Lors de ma visite dans le Pacifique j’ai vu et vécu différemment. Trop d’événements à raconter pour que ce soit cohérent maintenant. Assise dans le Dash 8 qui m’amène cette fois au nord, je repense à mes dernières envolées et ce qui est arrivé entres elles. Aujourd’hui je repars pour le travail et c’est avec frénésie et une énergie retrouvée que je me prépare à passer la semaine la tête dans mon projet, le cœur avec mes coéquipiers et tous ces gens de la petite ville que j’ai hâte de retrouver. J’aime ce travail qui me permet de me garder la tête occupée, comme un casse-tête géant de détails techniques, relations interpersonnelles, contextes légaux, paramètres chimiques, méthodes approuvées, santé et sécurité. J’aime ce travail où je voyage de petite ville en petite ville et je rencontre ces gens qui ne sont pas à Vancouver, moi l’imposteure qui habite la grande ville, descendante de bucherons et fermiers, la fille qui se coupe les ongles trop courts et n’a pas de sac à main, féminine car la nature en a décidé ainsi, mais toujours prête à chiquer du tabac avec les gars.

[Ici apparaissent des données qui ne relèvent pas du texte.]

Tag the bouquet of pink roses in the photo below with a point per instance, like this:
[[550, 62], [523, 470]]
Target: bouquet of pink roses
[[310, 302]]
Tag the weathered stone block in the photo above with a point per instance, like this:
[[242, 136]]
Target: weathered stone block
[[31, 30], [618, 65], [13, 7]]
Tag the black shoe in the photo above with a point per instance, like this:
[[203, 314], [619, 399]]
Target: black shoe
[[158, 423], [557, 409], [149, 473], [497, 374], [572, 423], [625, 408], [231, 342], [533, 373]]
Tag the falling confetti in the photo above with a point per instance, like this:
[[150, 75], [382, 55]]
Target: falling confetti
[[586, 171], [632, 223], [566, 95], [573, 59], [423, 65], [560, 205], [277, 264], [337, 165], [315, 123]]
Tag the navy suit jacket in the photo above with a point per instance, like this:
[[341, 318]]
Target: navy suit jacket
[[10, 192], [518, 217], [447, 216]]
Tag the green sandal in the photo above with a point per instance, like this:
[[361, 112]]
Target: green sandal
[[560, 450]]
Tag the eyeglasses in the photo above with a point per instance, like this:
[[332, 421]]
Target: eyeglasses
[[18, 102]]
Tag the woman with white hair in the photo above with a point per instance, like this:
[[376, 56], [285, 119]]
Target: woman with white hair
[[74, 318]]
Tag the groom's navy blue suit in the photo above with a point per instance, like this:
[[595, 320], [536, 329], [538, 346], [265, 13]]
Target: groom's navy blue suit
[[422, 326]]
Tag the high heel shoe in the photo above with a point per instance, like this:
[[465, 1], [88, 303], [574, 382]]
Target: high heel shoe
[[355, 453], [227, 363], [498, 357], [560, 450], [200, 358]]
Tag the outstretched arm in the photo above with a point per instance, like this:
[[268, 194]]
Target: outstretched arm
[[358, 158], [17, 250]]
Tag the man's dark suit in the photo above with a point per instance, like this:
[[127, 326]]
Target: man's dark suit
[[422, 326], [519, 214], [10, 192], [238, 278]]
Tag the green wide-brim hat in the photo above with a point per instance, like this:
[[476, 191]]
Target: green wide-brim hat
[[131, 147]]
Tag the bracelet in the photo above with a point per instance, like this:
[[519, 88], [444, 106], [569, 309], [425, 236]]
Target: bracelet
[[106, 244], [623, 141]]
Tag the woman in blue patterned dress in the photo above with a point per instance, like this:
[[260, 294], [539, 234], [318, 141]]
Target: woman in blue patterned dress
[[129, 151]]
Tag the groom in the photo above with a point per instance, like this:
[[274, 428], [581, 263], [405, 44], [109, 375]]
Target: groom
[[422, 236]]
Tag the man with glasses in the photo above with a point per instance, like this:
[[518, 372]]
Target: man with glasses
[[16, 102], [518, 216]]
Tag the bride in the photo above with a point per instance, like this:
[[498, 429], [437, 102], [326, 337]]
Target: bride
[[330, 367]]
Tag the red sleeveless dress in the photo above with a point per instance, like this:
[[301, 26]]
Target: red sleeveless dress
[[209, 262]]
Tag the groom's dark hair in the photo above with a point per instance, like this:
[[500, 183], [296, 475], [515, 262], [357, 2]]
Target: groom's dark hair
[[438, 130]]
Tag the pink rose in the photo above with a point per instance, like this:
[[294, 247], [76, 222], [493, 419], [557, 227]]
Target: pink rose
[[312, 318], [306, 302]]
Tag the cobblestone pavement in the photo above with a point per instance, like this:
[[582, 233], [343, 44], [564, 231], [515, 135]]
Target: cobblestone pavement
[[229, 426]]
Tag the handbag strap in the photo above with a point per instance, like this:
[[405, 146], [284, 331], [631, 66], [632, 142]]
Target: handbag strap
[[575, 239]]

Ma vie a aussi changé un peu depuis quelques mois, alors que j’apprends à connaître quelqu’un de nouveau et à vivre et survivre les débuts d’une relation. Moi qui me croyais si chanceuse d’être en couple pendant si longtemps avant, avant que tout se démantèle, morceau par morceau, bien avant la fin. Je crois que je commence à guérir de tout ça et je réalise que ce qui m’est arrivé n’arrive pas fréquemment, surtout à notre âge, on n’est plus naïf et on fait attention, les amis, le travail, notre vie, tout devient facilement plus important que s’investir à deux seulement. Et comme je vois tout différemment j’accepte cette situation et je m’y sens bien. Je repense à tous ces moments de frustration vécus alors que j’ai longtemps perdu certains amis de vue, alors que je ne faisais pas ce qui me plaisait, alors que ma la vie que je vivais n’étais pas celle qui me rends heureuse aujourd’hui. J’ai besoin d’équilibre et de vivre comme une jeune adulte, de m’entourer de mes amis, vivre dans la nature, jouer et bouger, manger des légumes à chaque repas, travailler aussi fort qu’il me le plait, monter à cheval, voyager et dépenser mon argent sans trop compter. Mais, voilà Mike me plait vraiment, il est drôle et attentionné, il aime la musique et boire trop quand il le faut, mes amis l’apprécient et il travaille fort et se garde occupé, il bouge et fait son chemin dans la vie. Alors on n’a pas trop le temps de se voir, encore moins d’avoir des conversations sérieuses. En attendant c’est moi qu’il choisit de voir dans ses temps libres et comme moi aussi je n’arrête pas de ne pas arrêter, je me dis que si on doit finir ensemble on ne s’ennuiera jamais, et surtout on ne s’oubliera jamais, car tous les deux nous sommes bien entourés, et tous les deux nous cherchons à remplir toutes les facettes de notre vie, professionnelle, sociale, amoureuse, etc.

Patience, foi en l’avenir, le Dash 8 roucoule doucement en survolant les terres du nord.